Thursday, March 23, 2006

Dwarf tossing?

USA Today asks the question:
Should business be conducted at strip clubs?
If you ask swinish men, I bet they see nothing wrong with that. If you ask me, the answer is hell, no. Wall Streeters and other members of the overgrown boys club think it is a swell tradition to have. Want to conduct business with a woman's naked butt up your face, you have to bring your female colleagues with you. But you cannot seriously expect your female colleagues to sit and wait patiently while you take business away from them and forge relationships with the clients they are unjustly deprived of. And how about your gay colleagues? Oops, sorry, no gay men on Wall St, right? According to USA Today:
It was a Fidelity Investments trader's 2003 bachelor party, paid for by brokerage firms including Jeffries & Co., that prompted NASD to consider tightening its rules. The party allegedly included dwarf-tossing and paid female escorts, according to news accounts and investigators.
Dwarf tossing? What is this, Nero's Rome?

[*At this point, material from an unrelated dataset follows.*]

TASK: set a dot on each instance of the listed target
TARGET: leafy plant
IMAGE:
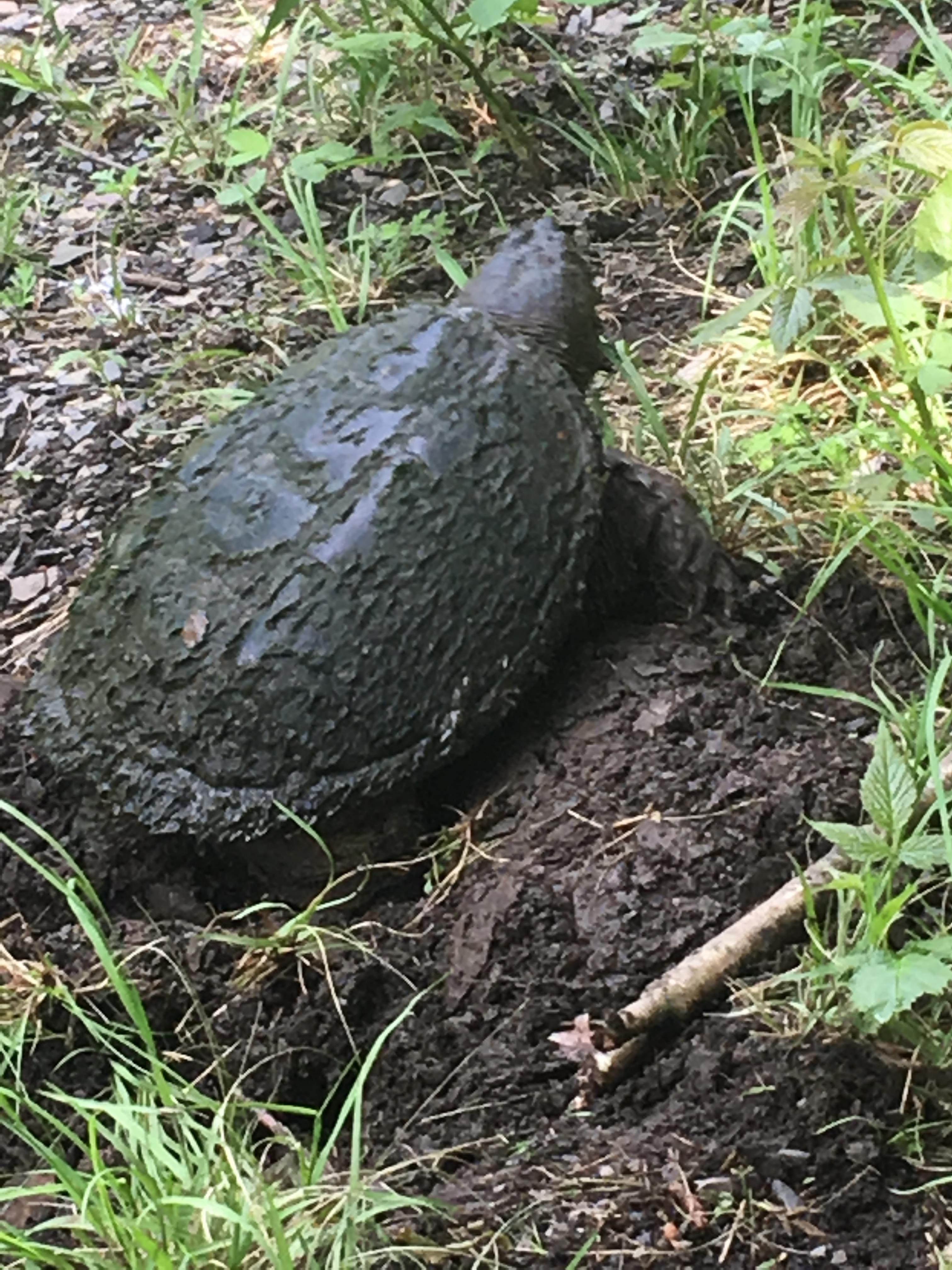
(885, 948)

Earlier this month, Manhattan strip club Scores settled a lawsuit over a contested $241,000 bill racked up by the former CEO of St. Louis information technology company Savvis. Robert McCormick resigned amid an investigation into the bill, which was charged to his corporate American Express card.
Who are these people?
I'm not a prude and not a wallflower. I can drink, smoke cigars and curse like a sailor if needs be. I have been to strip clubs and I find them the most unerotic places on earth. Guys, if that's your idea of erotism, surgically enhanced plasticky bimbos shaking their soccer ball boobs in your faces, I pity you. If that's your idea of bonding with clients, quite frankly you and your clients are pathetic.

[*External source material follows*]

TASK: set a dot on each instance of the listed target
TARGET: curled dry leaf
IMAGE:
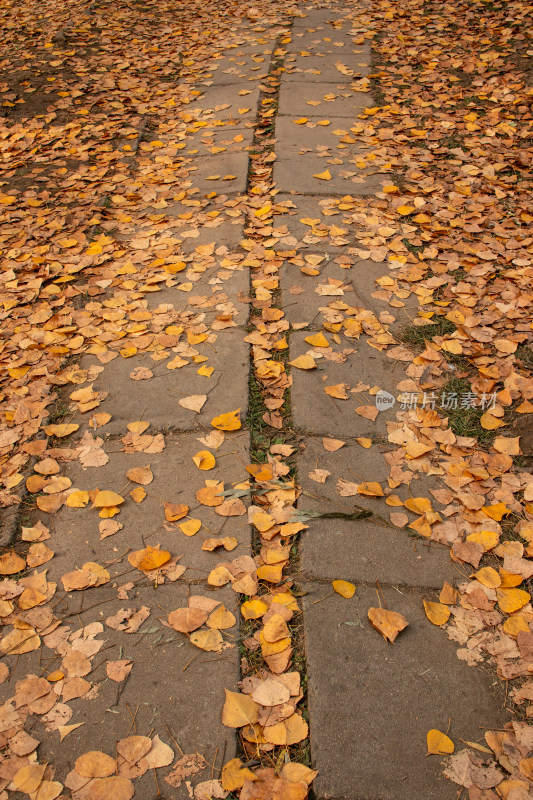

Once upon a time, a client wanted us to take him to a strip club in Mexico City after dinner and I said to him: "what am I, chopped liver?" To his credit, he invited me to come, but he promptly understood it wasn't going to be that conducive to us getting along like a house on fire, so instead we went to a hip and happening bar and got happily shitfaced and bonded and all that jazz. Believe you me, if he had insisted on the strip club I wouldn't have gone back to the hotel to suck my thumb all night, I'd have come right along. But I bet our rapport would not have been that great.

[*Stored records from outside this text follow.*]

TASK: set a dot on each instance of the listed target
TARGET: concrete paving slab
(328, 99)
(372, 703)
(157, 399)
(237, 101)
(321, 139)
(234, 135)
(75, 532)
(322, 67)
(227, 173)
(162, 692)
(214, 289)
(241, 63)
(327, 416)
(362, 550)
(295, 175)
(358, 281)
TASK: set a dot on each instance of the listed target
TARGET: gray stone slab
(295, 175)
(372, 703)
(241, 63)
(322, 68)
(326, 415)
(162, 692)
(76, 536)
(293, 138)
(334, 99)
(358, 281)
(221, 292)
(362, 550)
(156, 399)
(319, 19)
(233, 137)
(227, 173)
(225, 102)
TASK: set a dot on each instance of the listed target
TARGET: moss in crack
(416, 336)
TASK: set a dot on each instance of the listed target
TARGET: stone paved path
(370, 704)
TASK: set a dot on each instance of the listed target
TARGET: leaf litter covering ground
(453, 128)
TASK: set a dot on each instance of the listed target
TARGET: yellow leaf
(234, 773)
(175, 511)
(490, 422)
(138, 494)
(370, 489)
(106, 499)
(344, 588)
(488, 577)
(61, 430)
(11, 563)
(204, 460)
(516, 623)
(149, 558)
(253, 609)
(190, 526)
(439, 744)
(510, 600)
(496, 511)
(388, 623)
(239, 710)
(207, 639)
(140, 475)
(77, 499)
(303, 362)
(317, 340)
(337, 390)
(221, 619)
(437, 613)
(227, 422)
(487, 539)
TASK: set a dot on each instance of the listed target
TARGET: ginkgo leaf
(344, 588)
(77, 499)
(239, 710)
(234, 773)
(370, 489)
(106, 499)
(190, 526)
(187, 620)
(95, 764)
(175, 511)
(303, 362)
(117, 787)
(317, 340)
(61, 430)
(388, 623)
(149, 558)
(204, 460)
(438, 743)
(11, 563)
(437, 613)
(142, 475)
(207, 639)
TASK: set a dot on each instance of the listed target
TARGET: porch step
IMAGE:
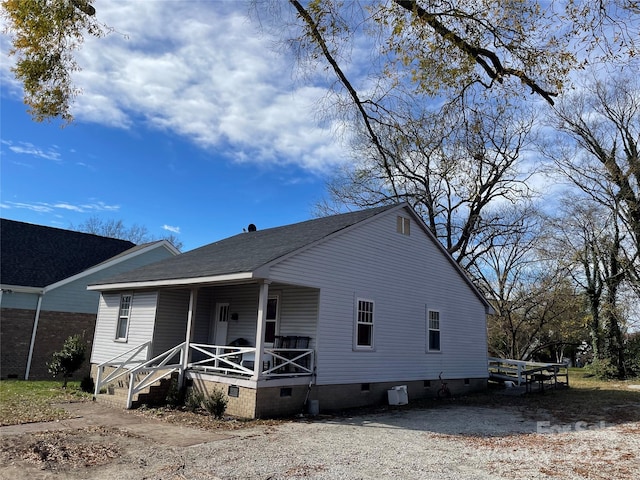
(154, 394)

With all due respect to guys: what a fucking idiot power trip.
These rules came about, mind you, not because anybody thought there was anything wrong with going to titty bars on the company's dime, but because of multimillion dollar gender discrimination lawsuits by female employees. Apparently, money is the only language these people speak:
• Last April, a jury found in Laura Zubulake's favor in a sex discrimination and retaliation lawsuit against UBS and awarded her $29 million. In October, the parties settled the lawsuit privately. Zubulake, a former director in international equities, alleged in the lawsuit that she was not considered for promotion, was removed from client responsibilities, was undermined professionally and was excluded from client outings. Trial testimony alleged she had been invited to a bottomless club by a manager. UBS says it has policies on business entertainment and "appropriate professional conduct."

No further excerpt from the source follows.